2.4 Development Testing and Production Deployment
- Select a custom resource group (or an exclusive resource group for integration) for synchronization: As shown in the following figure, click Configure Task Resource Group in the upper-right corner, select the needed resource group, and click Run. A success message is displayed, including the data synchronization record and result. With this, the synchronization process is complete.
- Query the synchronization result: View the synchronization result on a temporary DataWorks page. Run the
select * from testkafka3command on a temporary node to view the data synchronization result. If the data is synchronized, the test is successful.

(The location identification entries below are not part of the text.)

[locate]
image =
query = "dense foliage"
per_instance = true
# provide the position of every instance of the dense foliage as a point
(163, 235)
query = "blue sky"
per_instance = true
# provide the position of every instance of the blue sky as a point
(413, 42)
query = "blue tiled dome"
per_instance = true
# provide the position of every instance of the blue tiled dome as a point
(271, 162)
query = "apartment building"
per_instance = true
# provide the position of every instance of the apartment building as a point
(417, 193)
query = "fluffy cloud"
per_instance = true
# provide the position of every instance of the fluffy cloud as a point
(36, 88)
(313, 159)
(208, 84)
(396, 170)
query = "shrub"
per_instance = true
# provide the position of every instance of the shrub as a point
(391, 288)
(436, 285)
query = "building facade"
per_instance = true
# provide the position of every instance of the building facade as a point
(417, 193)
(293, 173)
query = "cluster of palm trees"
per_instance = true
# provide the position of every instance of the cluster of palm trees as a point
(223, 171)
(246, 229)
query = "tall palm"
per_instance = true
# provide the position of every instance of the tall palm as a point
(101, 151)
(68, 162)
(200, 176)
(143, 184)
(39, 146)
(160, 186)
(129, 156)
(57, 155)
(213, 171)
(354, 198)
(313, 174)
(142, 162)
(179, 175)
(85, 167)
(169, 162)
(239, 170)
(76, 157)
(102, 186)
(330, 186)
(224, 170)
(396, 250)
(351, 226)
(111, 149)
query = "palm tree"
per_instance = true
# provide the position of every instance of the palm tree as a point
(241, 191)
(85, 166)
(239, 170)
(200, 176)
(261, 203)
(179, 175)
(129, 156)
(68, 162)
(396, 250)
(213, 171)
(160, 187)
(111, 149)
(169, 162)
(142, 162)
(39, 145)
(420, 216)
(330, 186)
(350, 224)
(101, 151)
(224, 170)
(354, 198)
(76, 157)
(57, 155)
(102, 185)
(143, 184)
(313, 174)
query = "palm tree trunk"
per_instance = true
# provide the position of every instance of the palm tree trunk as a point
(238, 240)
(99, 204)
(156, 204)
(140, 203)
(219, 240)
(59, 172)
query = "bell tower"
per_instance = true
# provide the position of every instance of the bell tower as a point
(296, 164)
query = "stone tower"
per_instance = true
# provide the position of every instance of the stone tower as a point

- Set scheduling parameters: After the data synchronization function is developed for the workflow, relevant models are processed, and some SQL nodes and synchronization nodes are designed and deployed. As shown in the following figure, click Scheduling Configuration on the right and enter the scheduling time. For more information, see the DataWorks documentation.
- Submit, package, and release a workflow node: Click Workflow, select a node to submit, and click Submit. Some submitted workflow nodes do not need to be placed in the production environment. Then, go to the job release page and add the nodes to the list of nodes to be released to perform job deployment.
- Verify whether the workflow was released: On the O&M center page, verify that the released nodes are in the production environment. This completes the process of synchronizing data from Message Queue for Apache Kafka to MaxCompute. At the scheduling time, a node log is displayed on each node or in the upper-right corner. Check the log to see if the node is running properly and whether subsequent operations, deployment data or relevant commands are required.
In this article, you gained an overall understanding of Message Queue for Apache Kafka and learned how to synchronize Message Queue for Apache Kafka to MaxCompute on Alibaba Cloud. Additionally, we covered various configuration methods and deployment operations involved right from development to production.